‘I’m worried for my friends, for my elders, for myself’: Student-Led Vigil Honors Victims of Atlanta Spa Shootings

A student-led vigil took place outside of the Damen Student Center March 26 where about 300 Loyola students took turns paying their respects, leaving notes and flowers and speaking about the victims of the Atlanta spa shootings that took place March 16.

The shootings occurred at two massage parlors in Atlanta, leaving eight people dead — six of whom were of Asian descent, and seven of whom were women, the Associated Press (AP) reported.

The attack has left many, including some Loyola students, afraid for their lives. The shooting comes as attacks against Asian Americans and Pacifics Islanders (AAPI) are on the rise in the wake of COVID-19 — over 3,000 incidents have been reported to the advocacy group, Stop AAPI Hate, since mid-March 2020, the Associated Press (AP) reported

“I’m worried for my friends, for my elders, for myself.”

Ling Zhang, Loyola first-year and vigil organizer

“I’m worried for my friends, for my elders, for myself,” Ling Zhang, a first-year Loyola student who organized the vigil, said. 
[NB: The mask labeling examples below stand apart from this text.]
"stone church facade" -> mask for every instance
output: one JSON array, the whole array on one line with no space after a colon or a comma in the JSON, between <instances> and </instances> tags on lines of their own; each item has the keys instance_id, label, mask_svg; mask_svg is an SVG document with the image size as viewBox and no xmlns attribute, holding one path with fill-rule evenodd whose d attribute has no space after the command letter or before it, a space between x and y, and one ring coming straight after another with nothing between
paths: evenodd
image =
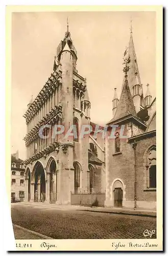
<instances>
[{"instance_id":1,"label":"stone church facade","mask_svg":"<svg viewBox=\"0 0 168 256\"><path fill-rule=\"evenodd\" d=\"M90 121L88 85L77 60L67 25L54 72L23 116L25 200L70 204L71 194L105 193L107 206L155 208L156 99L151 102L148 85L143 96L132 32L121 95L115 90L113 117L99 132ZM54 134L56 124L64 127L63 133ZM66 136L73 124L77 137ZM102 137L114 125L113 138ZM84 126L90 133L81 138Z\"/></svg>"},{"instance_id":2,"label":"stone church facade","mask_svg":"<svg viewBox=\"0 0 168 256\"><path fill-rule=\"evenodd\" d=\"M104 140L91 135L95 124L90 122L87 81L76 70L77 60L67 25L57 49L54 72L23 116L26 201L69 204L71 194L105 193ZM64 132L55 135L56 124ZM71 125L77 138L66 136ZM93 128L81 138L83 125Z\"/></svg>"}]
</instances>

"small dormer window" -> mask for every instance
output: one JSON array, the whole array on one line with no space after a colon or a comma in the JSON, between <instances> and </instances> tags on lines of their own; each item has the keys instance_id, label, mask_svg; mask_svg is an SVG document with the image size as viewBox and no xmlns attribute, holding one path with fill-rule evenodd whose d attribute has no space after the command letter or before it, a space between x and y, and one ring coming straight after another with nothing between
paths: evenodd
<instances>
[{"instance_id":1,"label":"small dormer window","mask_svg":"<svg viewBox=\"0 0 168 256\"><path fill-rule=\"evenodd\" d=\"M20 176L24 176L24 172L20 172Z\"/></svg>"},{"instance_id":2,"label":"small dormer window","mask_svg":"<svg viewBox=\"0 0 168 256\"><path fill-rule=\"evenodd\" d=\"M12 179L12 185L15 185L16 184L15 179Z\"/></svg>"}]
</instances>

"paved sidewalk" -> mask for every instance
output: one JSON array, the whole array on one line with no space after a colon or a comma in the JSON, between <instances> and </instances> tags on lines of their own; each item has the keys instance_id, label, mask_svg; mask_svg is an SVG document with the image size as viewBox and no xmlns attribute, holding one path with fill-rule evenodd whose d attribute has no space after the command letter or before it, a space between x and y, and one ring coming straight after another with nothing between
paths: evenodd
<instances>
[{"instance_id":1,"label":"paved sidewalk","mask_svg":"<svg viewBox=\"0 0 168 256\"><path fill-rule=\"evenodd\" d=\"M156 211L150 210L144 210L138 209L134 210L133 209L127 209L123 208L110 208L101 207L88 207L80 205L62 205L57 204L50 204L49 203L35 203L30 202L22 202L19 204L25 204L30 206L38 206L45 208L58 209L62 210L82 210L86 211L96 211L98 212L104 212L113 214L122 214L125 215L137 215L138 216L156 217Z\"/></svg>"}]
</instances>

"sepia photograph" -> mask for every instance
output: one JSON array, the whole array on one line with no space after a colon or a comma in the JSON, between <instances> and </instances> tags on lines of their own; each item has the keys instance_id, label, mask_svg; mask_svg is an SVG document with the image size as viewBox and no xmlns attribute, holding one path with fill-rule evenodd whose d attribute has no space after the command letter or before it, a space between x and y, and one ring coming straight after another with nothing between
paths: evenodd
<instances>
[{"instance_id":1,"label":"sepia photograph","mask_svg":"<svg viewBox=\"0 0 168 256\"><path fill-rule=\"evenodd\" d=\"M17 249L158 250L156 11L14 11L11 23Z\"/></svg>"}]
</instances>

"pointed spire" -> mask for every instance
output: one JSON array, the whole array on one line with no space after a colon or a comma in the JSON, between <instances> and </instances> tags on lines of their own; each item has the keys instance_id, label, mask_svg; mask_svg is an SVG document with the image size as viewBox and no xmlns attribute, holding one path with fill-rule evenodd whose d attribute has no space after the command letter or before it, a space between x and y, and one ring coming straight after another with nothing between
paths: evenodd
<instances>
[{"instance_id":1,"label":"pointed spire","mask_svg":"<svg viewBox=\"0 0 168 256\"><path fill-rule=\"evenodd\" d=\"M132 33L132 19L131 19L130 34Z\"/></svg>"},{"instance_id":2,"label":"pointed spire","mask_svg":"<svg viewBox=\"0 0 168 256\"><path fill-rule=\"evenodd\" d=\"M151 94L150 92L149 88L149 83L147 83L147 92L146 92L146 96L145 97L145 106L146 107L149 106L151 105L151 98L152 98L152 95L151 95Z\"/></svg>"},{"instance_id":3,"label":"pointed spire","mask_svg":"<svg viewBox=\"0 0 168 256\"><path fill-rule=\"evenodd\" d=\"M63 49L63 51L70 51L70 49L67 42L66 42L65 45Z\"/></svg>"},{"instance_id":4,"label":"pointed spire","mask_svg":"<svg viewBox=\"0 0 168 256\"><path fill-rule=\"evenodd\" d=\"M68 17L67 17L66 22L67 22L67 29L66 29L66 32L65 32L65 38L67 38L68 37L70 39L70 33L69 30Z\"/></svg>"},{"instance_id":5,"label":"pointed spire","mask_svg":"<svg viewBox=\"0 0 168 256\"><path fill-rule=\"evenodd\" d=\"M87 79L86 77L85 78L84 84L86 88L86 91L84 93L84 101L89 101L90 102L89 94L87 89Z\"/></svg>"},{"instance_id":6,"label":"pointed spire","mask_svg":"<svg viewBox=\"0 0 168 256\"><path fill-rule=\"evenodd\" d=\"M139 84L139 81L138 80L137 73L136 73L135 74L135 81L134 81L134 86L140 85Z\"/></svg>"},{"instance_id":7,"label":"pointed spire","mask_svg":"<svg viewBox=\"0 0 168 256\"><path fill-rule=\"evenodd\" d=\"M128 84L127 75L126 75L124 87L115 116L109 123L130 115L137 116L132 97Z\"/></svg>"},{"instance_id":8,"label":"pointed spire","mask_svg":"<svg viewBox=\"0 0 168 256\"><path fill-rule=\"evenodd\" d=\"M151 92L149 90L149 83L147 83L147 92L146 92L146 95L145 95L145 97L147 97L148 96L152 96L151 95Z\"/></svg>"},{"instance_id":9,"label":"pointed spire","mask_svg":"<svg viewBox=\"0 0 168 256\"><path fill-rule=\"evenodd\" d=\"M112 100L112 113L113 117L115 116L115 114L118 106L118 99L117 95L116 94L116 88L114 88L114 94L113 99Z\"/></svg>"},{"instance_id":10,"label":"pointed spire","mask_svg":"<svg viewBox=\"0 0 168 256\"><path fill-rule=\"evenodd\" d=\"M31 98L30 99L30 101L29 103L28 104L28 108L29 108L33 103L33 95L31 96Z\"/></svg>"}]
</instances>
Zhang, a psychology major, said she made a petition following the shootings calling for Loyola to allow a socially-distanced vigil to be held honoring the victims. Hundreds of students signed, and Zhang said she got a quick response from the university offering to help organize the event.

Nate Caamoan, a first-year nursing major, read a statement to the group at the vigil encouraging attendees to support one another and call for change. 

“We must come together to support our community and make our voices heard, calling for action,” Caamoan said to the group. “This hatred may prevail even after COVID is seemingly over, but our love and tenacity is stronger than any opposing force.”

Zhang said she was grateful for the high turnout and amount of Loyola community members that came out in support of the victims of the shooting.

“It amazes me, I still can’t believe that or put that into thoughts, that that many people from our community wanted to come out and show support and give offerings to the Atlanta victims and their families,” Zhang said. 

For Zhang, the action doesn’t stop at the vigil. She said she’s in talks with the university to organize an Asian American and Pacific Islanders (AAPI) club at Loyola.

The vigil was moved inside of Damen following the event, and will remain outside of the Campus Ministries office, according to Zhang. She said she hopes it serves as a reminder for the lives that were lost as a result of the shootings.

“We need to remember them and honor them,” Zhang said. “And I think it stands as just something for the Asian community on campus that we’re seen and we’re heard and thought of.”

Patrick Camargo, a first-year nursing major, attended the vigil and said he was glad people were getting informed about the pain the Asian American community is facing.

“Seeing everyone here, coming together, was comforting,” Camargo said. 

Zhang said “it starts at home” and Loyola students should come together to support the communities impacted by the attack. 

“It starts within our community, our peers, looking out for those who are in danger, looking out for the Asian community right now, especially, because I know we’re scared,” Zhang said.

News writer Nicky Andrews contributed to this report.